Les critères attachés aux modifications de la biodiversité sont tout aussi décalés dans le temps : la diminution de vertébrés est observée depuis 1500, celle des poissons depuis un siècle, le blanchiment des coraux commence en 1979. Il serait paradoxal de retenir des événements qui ne sont pas synchrones comme marqueurs de temps !

​Connotation équivoque

Pourquoi le débat autour de l’anthropocène est-il nécessaire ? Le mot est largement utilisé, et souvent avec une connotation équivoque. Et il est étrange qu’un groupe semble vouloir forcer la main pour faire intégrer cette subdivision dans l’échelle géologique. encore récemment, lors du Congrès géologique international, qui s’est tenu au Cap (Afrique du Sud) du 27 août au 4 septembre, seuls deux orateurs ont évoqué ces aspects stratigraphiques.
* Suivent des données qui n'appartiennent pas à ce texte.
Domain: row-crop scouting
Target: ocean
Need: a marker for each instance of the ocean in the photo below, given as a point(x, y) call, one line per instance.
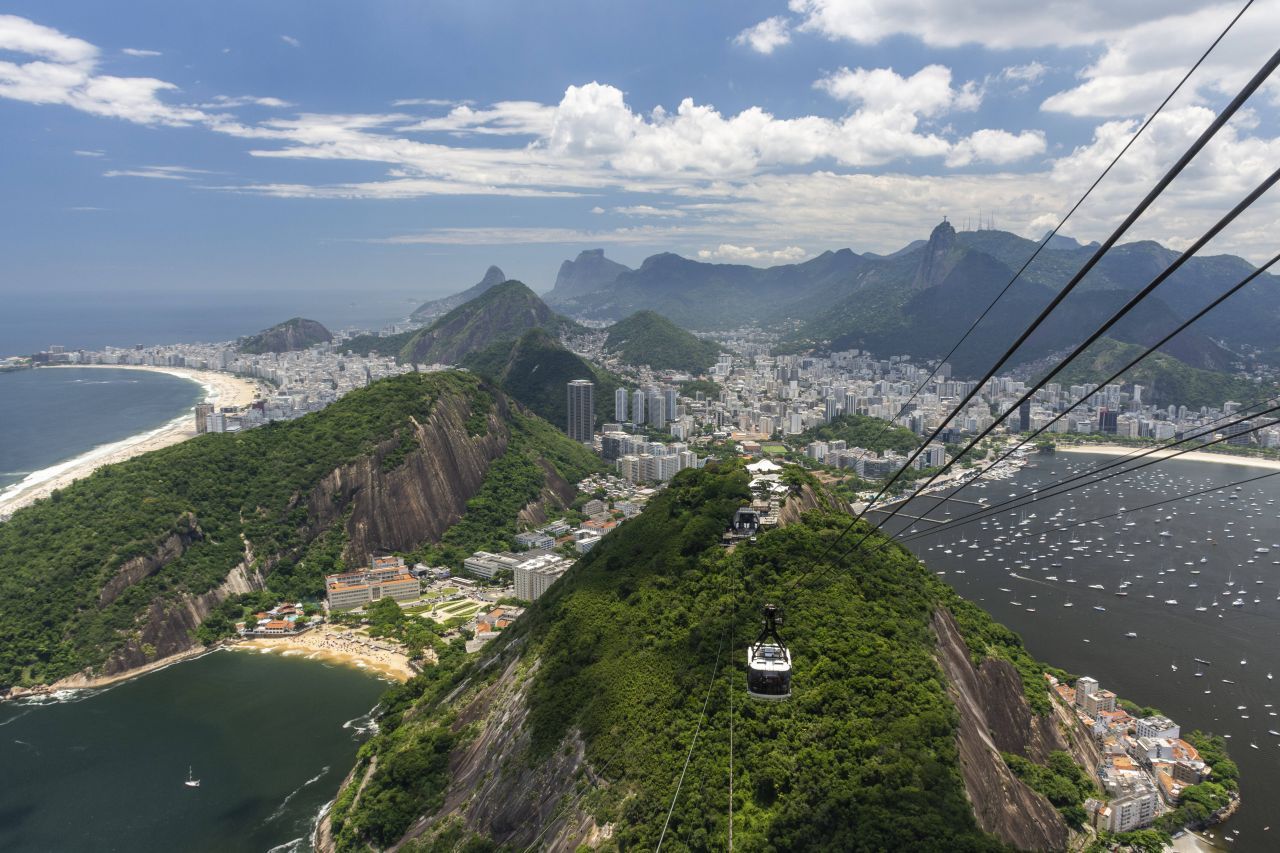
point(92, 319)
point(105, 770)
point(53, 415)
point(1208, 552)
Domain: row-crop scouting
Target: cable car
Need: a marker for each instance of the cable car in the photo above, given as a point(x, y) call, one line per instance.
point(768, 662)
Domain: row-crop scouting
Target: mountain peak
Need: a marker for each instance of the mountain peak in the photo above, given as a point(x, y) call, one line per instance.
point(938, 255)
point(585, 274)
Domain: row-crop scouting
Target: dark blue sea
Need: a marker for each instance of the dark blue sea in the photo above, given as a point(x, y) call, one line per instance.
point(32, 320)
point(55, 414)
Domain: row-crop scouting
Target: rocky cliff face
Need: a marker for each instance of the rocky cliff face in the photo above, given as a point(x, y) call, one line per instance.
point(434, 308)
point(415, 501)
point(420, 498)
point(585, 274)
point(995, 717)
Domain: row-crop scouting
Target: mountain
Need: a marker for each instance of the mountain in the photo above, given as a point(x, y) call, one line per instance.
point(536, 370)
point(702, 295)
point(588, 273)
point(502, 313)
point(919, 300)
point(493, 277)
point(648, 337)
point(292, 334)
point(1165, 379)
point(576, 724)
point(138, 560)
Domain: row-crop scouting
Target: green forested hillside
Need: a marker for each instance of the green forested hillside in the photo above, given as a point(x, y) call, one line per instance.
point(297, 333)
point(647, 337)
point(862, 430)
point(622, 651)
point(216, 491)
point(1165, 379)
point(502, 313)
point(536, 372)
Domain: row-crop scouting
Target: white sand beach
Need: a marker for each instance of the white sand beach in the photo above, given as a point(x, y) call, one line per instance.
point(1193, 456)
point(337, 644)
point(220, 389)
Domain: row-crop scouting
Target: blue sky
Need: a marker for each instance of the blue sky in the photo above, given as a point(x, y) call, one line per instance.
point(401, 147)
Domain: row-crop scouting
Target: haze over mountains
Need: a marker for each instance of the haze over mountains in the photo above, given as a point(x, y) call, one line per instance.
point(919, 300)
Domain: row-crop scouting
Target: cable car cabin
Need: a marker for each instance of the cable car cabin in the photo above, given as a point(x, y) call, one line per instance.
point(768, 662)
point(746, 521)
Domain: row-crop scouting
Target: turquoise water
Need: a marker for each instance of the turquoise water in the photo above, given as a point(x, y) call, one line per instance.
point(269, 738)
point(51, 415)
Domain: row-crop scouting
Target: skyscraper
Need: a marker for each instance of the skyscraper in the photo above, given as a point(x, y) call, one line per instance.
point(581, 410)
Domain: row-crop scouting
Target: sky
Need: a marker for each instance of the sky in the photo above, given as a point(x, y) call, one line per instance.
point(401, 147)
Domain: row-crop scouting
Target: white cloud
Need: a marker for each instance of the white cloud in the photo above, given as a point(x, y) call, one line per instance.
point(766, 36)
point(752, 255)
point(926, 92)
point(1144, 46)
point(996, 146)
point(161, 173)
point(504, 118)
point(22, 36)
point(649, 210)
point(228, 101)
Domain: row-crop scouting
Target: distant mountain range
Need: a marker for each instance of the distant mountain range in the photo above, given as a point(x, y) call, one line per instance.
point(501, 313)
point(493, 277)
point(297, 333)
point(919, 300)
point(649, 338)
Mais la séance était à peine ouverte que déjà les médias en donnaient le bilan, comme s’il s’agissait d’un élément important. Le premier orateur défendait l’idée de l’introduction de cette période (mais contrairement à ce que l’on a pu entendre, jamais il n’a proposé une « ère », seulement une « série »). Le deuxième orateur, Stanley Finney, cosignataire du présent papier, rappelait simplement quels étaient les critères requis pour introduire une subdivision de l’échelle des temps géologiques et constatait que l’anthropocène ne les possédait pas.
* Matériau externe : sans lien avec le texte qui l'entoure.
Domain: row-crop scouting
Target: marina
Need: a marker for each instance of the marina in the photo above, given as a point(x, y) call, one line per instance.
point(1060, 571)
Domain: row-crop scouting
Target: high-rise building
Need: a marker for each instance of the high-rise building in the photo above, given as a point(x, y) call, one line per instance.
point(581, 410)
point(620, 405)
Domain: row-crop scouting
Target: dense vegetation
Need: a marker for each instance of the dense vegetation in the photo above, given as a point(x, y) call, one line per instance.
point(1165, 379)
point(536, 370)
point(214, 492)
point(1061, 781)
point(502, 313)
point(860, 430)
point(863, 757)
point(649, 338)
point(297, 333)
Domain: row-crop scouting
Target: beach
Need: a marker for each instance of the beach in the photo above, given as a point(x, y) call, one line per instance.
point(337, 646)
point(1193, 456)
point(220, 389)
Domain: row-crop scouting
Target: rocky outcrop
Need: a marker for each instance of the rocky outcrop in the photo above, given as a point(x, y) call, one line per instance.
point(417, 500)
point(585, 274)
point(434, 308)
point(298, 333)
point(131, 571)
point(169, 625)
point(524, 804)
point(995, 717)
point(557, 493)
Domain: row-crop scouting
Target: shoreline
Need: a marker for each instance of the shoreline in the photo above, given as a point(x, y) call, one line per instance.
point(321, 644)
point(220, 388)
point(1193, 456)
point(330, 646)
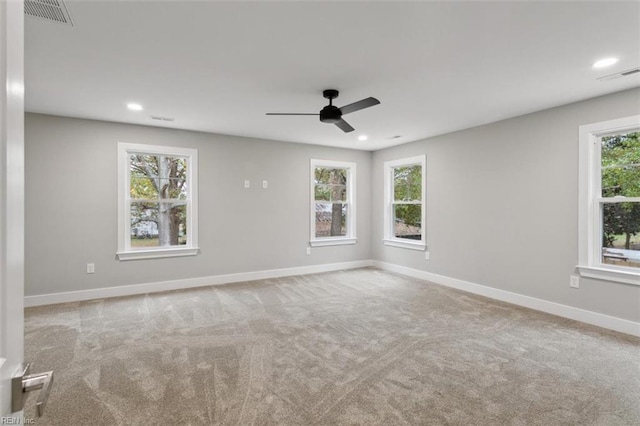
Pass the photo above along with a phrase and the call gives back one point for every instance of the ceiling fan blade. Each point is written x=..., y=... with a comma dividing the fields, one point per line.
x=356, y=106
x=291, y=113
x=344, y=126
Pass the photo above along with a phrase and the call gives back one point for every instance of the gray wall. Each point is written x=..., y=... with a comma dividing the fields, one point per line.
x=502, y=206
x=71, y=205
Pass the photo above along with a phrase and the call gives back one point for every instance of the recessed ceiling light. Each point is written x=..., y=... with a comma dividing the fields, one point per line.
x=606, y=62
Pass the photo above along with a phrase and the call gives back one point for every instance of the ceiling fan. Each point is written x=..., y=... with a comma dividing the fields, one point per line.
x=333, y=114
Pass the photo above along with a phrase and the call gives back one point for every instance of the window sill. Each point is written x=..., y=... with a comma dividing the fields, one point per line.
x=157, y=253
x=332, y=242
x=417, y=245
x=610, y=275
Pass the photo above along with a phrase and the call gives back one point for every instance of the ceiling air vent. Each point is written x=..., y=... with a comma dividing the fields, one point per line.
x=621, y=74
x=49, y=10
x=157, y=117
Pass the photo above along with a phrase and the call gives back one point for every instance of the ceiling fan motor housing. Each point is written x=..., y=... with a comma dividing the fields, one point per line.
x=330, y=114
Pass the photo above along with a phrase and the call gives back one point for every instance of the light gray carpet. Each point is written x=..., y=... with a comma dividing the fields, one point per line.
x=359, y=347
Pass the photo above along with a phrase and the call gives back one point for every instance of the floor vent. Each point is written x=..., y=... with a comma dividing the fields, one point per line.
x=621, y=74
x=48, y=10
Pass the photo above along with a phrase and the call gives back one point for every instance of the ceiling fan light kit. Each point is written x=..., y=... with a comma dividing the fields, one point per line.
x=332, y=114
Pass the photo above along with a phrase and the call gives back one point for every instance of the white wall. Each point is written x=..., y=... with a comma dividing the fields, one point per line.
x=71, y=205
x=502, y=206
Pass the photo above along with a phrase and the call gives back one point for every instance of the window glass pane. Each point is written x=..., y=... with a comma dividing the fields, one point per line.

Dans l’histoire de l’humanité sont distinguées diverses périodes tels le néolithique, la Renaissance… Les critères utilisés pour cerner ces périodes varient, comme varient leurs dates de début et de fin. Les subdivisions de l’échelle des temps géologiques sont au contraire fondées sur un certain nombre de critères précis. L’objectif est de réussir à dater.

Pour l’anthropocène, on connaît les dates des événements à l’année près, parfois au jour près. Il n’y a donc aucune utilité à faire entrer cette période sur l’échelle des temps géologiques, comme cela a déjà été souligné dans plusieurs publications.
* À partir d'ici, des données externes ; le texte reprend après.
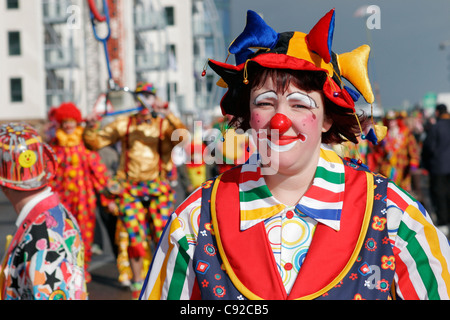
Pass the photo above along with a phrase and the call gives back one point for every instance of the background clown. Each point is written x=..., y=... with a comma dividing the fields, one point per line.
x=297, y=221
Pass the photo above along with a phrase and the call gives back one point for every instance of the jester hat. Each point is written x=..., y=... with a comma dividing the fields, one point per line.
x=260, y=44
x=67, y=111
x=27, y=163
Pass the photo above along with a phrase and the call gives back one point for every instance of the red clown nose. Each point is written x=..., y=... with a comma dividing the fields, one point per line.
x=280, y=122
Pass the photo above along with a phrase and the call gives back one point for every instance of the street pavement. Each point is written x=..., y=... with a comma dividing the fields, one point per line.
x=104, y=284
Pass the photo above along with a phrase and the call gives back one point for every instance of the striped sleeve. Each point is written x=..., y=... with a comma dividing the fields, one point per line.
x=171, y=275
x=422, y=252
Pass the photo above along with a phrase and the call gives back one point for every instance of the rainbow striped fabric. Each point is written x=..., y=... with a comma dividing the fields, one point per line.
x=422, y=252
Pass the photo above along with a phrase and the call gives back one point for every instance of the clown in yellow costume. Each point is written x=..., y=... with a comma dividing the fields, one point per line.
x=146, y=196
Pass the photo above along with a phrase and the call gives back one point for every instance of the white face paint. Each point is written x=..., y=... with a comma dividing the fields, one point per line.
x=296, y=98
x=265, y=95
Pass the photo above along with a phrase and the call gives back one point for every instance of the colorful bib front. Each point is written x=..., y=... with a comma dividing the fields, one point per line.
x=355, y=262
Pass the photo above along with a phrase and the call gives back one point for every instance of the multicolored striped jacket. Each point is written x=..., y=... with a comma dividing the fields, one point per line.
x=419, y=256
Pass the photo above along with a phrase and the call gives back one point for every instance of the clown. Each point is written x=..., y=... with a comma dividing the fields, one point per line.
x=146, y=197
x=81, y=176
x=299, y=222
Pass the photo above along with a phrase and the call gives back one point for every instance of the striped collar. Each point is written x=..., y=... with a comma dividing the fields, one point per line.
x=323, y=201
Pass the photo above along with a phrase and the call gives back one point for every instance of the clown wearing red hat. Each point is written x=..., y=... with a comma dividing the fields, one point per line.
x=81, y=176
x=297, y=221
x=45, y=258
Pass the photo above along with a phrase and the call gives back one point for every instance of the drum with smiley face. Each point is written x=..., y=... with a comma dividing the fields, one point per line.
x=27, y=163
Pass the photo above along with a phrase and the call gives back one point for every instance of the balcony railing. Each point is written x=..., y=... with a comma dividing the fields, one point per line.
x=57, y=57
x=56, y=11
x=146, y=61
x=148, y=20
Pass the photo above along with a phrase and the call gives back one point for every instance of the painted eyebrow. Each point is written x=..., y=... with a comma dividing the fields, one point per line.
x=266, y=95
x=302, y=97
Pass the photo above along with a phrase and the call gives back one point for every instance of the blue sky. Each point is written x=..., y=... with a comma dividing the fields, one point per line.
x=406, y=61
La période anthropocène est définie comme due à l’homme, elle s’inscrit dans l’histoire de l’humanité, elle a sa place dans le calendrier de l’histoire humaine. Pourquoi vouloir en faire une ère géologique ? Ce serait à la fois inutile et inapproprié car elle n’en possède pas les caractères.

Sources : Patrick De Wever (Professeur au Muséum national d’histoire naturelle de Paris et président de la sous-commission internationale géopatrimoine de l’Union internationale des sciences géologiques, IUGS) et Stanley Finney (Professeur à l’université de Californie à Long Beach et président de la commission internationale de stratigraphie de l’IUGS)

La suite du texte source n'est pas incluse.